Introduction

Before the Information Age, chemical names were a universal language for description of chemical structures. At the infancy stage of organic chemistry, there were no common rules for the naming of chemical compounds. However, the extensive growth of the explored part of chemical space in the XIX century motivated chemists to make efforts to harmonize chemical naming globally. In 1919 International Union of Pure and Applied Chemistry (IUPAC) was founded, and this non-commercial organization still leads the development of chemical nomenclature. IUPAC publishes the Nomenclature of Organic Chemistry, commonly known as the “Blue Book.”1 The “Blue Book” provides guidelines on the unambiguous names for chemical compounds.

Nowadays there are several alternative representations for organic structures. For example, Simplified Molecular Input Line Entry System (SMILES) was designed to provide convenience for both human-based and computer-based processing of chemical information. However, IUPAC nomenclature still plays an important role in organic chemistry. The IUPAC notations are obligatory for processing chemicals in many regulated protocols, for example: REACH registration in the EU, patent application submission in many countries, regulatory submission to FDA in the U.S. Most chemical journals require IUPAC names for published organic structures too. Moreover, chemists quite often just prefer to use them. Overall, it is quite probable that the IUPAC nomenclature will be still in use for a while.

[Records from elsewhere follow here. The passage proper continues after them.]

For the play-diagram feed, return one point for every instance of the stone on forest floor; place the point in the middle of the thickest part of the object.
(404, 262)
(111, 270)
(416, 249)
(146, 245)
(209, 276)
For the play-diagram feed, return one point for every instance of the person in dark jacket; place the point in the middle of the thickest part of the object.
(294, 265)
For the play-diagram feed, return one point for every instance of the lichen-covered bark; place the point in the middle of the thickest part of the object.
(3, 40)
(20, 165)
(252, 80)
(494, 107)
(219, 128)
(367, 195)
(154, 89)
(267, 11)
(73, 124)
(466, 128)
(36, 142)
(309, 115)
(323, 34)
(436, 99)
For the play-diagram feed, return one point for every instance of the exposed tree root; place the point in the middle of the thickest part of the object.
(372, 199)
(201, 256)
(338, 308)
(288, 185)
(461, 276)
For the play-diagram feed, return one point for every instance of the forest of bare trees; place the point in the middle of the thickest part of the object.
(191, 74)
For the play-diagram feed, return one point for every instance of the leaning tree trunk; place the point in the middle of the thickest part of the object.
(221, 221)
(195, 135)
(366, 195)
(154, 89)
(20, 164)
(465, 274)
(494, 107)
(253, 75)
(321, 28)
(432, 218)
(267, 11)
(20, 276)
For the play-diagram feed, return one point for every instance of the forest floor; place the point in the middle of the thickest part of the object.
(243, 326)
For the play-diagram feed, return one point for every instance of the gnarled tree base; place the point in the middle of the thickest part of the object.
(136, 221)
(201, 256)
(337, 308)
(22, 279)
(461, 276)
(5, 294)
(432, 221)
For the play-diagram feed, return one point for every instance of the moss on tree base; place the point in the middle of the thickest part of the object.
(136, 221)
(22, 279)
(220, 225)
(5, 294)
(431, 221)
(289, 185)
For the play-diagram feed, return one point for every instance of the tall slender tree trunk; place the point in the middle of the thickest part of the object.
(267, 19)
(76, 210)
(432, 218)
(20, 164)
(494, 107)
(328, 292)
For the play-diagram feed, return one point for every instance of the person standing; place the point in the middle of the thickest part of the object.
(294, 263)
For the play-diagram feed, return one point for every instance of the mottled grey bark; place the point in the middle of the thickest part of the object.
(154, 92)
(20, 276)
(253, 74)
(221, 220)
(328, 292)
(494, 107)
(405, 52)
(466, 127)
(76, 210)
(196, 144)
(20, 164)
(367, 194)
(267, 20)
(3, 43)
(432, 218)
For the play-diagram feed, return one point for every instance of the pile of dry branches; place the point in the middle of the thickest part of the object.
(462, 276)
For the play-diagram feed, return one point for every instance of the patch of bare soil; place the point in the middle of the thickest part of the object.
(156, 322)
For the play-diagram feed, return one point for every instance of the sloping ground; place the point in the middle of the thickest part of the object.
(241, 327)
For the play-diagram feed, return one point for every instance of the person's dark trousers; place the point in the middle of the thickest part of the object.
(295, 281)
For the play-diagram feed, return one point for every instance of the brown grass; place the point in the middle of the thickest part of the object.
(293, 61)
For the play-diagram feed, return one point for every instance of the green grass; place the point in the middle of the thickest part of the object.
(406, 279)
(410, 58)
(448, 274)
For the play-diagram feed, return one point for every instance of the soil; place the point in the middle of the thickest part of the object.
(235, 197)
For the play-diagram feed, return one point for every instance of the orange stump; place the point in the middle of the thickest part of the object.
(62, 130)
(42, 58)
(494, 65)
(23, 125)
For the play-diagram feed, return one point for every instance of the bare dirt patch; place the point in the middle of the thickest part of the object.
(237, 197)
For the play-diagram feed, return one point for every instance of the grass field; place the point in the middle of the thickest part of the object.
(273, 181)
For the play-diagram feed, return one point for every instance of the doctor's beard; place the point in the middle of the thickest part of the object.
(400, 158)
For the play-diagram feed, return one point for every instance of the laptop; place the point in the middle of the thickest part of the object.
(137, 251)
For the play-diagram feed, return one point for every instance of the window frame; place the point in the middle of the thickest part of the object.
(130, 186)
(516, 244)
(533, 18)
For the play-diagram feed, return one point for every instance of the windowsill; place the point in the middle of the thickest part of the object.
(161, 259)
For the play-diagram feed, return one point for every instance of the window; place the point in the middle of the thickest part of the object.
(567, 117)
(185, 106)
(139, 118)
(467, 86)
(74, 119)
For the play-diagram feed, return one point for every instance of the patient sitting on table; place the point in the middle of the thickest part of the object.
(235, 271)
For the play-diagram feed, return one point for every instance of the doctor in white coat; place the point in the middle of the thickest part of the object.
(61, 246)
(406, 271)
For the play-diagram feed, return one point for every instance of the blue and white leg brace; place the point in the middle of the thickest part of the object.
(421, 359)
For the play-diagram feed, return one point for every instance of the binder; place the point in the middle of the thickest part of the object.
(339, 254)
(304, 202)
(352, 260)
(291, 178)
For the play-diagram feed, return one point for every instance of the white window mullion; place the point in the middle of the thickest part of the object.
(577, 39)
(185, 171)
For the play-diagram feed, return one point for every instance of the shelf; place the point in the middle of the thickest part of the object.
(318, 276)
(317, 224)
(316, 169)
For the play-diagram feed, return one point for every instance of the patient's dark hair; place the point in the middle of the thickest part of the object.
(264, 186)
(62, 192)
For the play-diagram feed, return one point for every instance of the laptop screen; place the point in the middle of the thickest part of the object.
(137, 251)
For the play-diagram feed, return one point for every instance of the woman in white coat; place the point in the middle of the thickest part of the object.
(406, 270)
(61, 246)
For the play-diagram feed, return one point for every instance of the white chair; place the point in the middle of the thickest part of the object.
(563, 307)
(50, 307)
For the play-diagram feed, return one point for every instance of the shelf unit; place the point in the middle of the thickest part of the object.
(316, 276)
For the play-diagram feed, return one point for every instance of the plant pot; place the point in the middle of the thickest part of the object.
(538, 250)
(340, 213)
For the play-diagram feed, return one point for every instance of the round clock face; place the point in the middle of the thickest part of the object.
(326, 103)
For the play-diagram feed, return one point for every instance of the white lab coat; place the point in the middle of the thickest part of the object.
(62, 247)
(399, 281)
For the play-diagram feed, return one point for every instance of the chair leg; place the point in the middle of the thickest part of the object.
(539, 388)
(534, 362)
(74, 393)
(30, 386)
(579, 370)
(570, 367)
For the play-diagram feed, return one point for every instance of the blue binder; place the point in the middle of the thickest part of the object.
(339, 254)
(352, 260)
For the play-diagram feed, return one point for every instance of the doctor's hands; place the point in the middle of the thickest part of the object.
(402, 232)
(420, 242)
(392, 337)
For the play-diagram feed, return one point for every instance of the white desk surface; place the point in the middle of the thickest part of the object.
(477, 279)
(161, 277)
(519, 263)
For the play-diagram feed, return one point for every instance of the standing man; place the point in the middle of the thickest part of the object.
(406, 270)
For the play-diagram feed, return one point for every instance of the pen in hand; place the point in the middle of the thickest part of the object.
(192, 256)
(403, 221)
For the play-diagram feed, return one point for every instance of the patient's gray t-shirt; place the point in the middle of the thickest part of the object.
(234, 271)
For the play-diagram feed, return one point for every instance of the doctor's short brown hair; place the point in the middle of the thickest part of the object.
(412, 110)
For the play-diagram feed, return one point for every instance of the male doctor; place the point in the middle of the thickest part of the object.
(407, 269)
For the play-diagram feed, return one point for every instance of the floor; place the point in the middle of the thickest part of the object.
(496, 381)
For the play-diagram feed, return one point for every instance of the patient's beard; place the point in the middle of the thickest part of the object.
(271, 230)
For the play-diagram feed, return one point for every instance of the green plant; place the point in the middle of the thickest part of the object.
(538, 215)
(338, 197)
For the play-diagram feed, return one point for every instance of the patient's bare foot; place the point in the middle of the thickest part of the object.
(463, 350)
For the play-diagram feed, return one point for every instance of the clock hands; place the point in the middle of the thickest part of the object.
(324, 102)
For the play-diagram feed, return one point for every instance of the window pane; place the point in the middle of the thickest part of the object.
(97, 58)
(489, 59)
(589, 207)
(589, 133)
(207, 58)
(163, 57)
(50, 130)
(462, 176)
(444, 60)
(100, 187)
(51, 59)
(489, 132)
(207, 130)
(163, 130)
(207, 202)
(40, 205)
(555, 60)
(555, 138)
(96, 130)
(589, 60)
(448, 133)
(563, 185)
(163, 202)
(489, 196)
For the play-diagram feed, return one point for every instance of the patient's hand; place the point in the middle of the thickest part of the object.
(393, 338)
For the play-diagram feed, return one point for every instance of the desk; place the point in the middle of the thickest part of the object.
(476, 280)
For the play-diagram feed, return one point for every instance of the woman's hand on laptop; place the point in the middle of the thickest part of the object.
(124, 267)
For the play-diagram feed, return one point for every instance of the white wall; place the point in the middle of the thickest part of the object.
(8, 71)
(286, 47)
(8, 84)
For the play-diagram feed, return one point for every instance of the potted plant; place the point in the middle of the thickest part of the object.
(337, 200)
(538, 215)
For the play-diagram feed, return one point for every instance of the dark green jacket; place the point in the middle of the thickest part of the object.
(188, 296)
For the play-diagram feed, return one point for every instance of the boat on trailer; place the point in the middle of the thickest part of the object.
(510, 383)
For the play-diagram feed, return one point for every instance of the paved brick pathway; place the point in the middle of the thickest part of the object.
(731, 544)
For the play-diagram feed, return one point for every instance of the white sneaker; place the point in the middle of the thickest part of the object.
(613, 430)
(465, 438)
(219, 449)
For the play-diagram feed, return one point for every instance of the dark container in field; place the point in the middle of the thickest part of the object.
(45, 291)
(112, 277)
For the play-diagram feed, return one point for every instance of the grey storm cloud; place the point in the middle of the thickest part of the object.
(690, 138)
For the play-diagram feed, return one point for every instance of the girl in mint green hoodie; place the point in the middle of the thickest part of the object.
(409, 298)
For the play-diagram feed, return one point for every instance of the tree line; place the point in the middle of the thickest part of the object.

In the past, chemists created IUPAC names manually. This process was error-prone because it requires deep knowledge of the nomenclature as well as a high level of attention2. It is hard for humans to perform the naming process accurately because it involves a complex algorithm. Moreover, chemists are biased towards trivial names which poses an extra challenge for the proper conversion between different notations. Computers alleviate this problem. Now chemists use software tools for the name generation widely.

The history of names generators begins from the pioneering work of Garfield3. However, the first “everyday” software for chemists was created and distributed only at the end of the XX century. Now, there exist several commercial programs for generating IUPAC names: ACD/Labs, ChemDraw, Marvin, IMnova IUPAC Name, etc. Also, there is a framework LexiChem TK that provides an application programming interface (API) for some programming languages4. Nevertheless, there is no an open-source tool for the structure-to-name translation. Licensing agreements with the existing solutions, like ChemDraw JS and LexiChem TK, require special permissions for embedding to other platforms.

We note that there is an open-source tool for the name-to-structure translation: OPSIN developed by Daniel Lowe5. But, as we mentioned above, there is no one for the inverse problem: structure-to-name conversion.

Recurrent neural networks and Transformer have been successfully used for natural language translation6,7. It is worth mentioning that a neural model for direct translation from English to Chinese languages was proposed recently8. After our preprint9 several studies about the conversion between structural representations and IUPAC names have been published. Rajan et. al. proposed an RNN-based approach for SMILES to IUPAC name conversion10. Omote et. al. proposed a multitask Transformer model and byte-pair encoding for the conversion between chemical names and SMILES and InChI strings11. An interesting feature of this research was the attempt to convert non-standard chemical names (denoted in PubChem as Synonyms).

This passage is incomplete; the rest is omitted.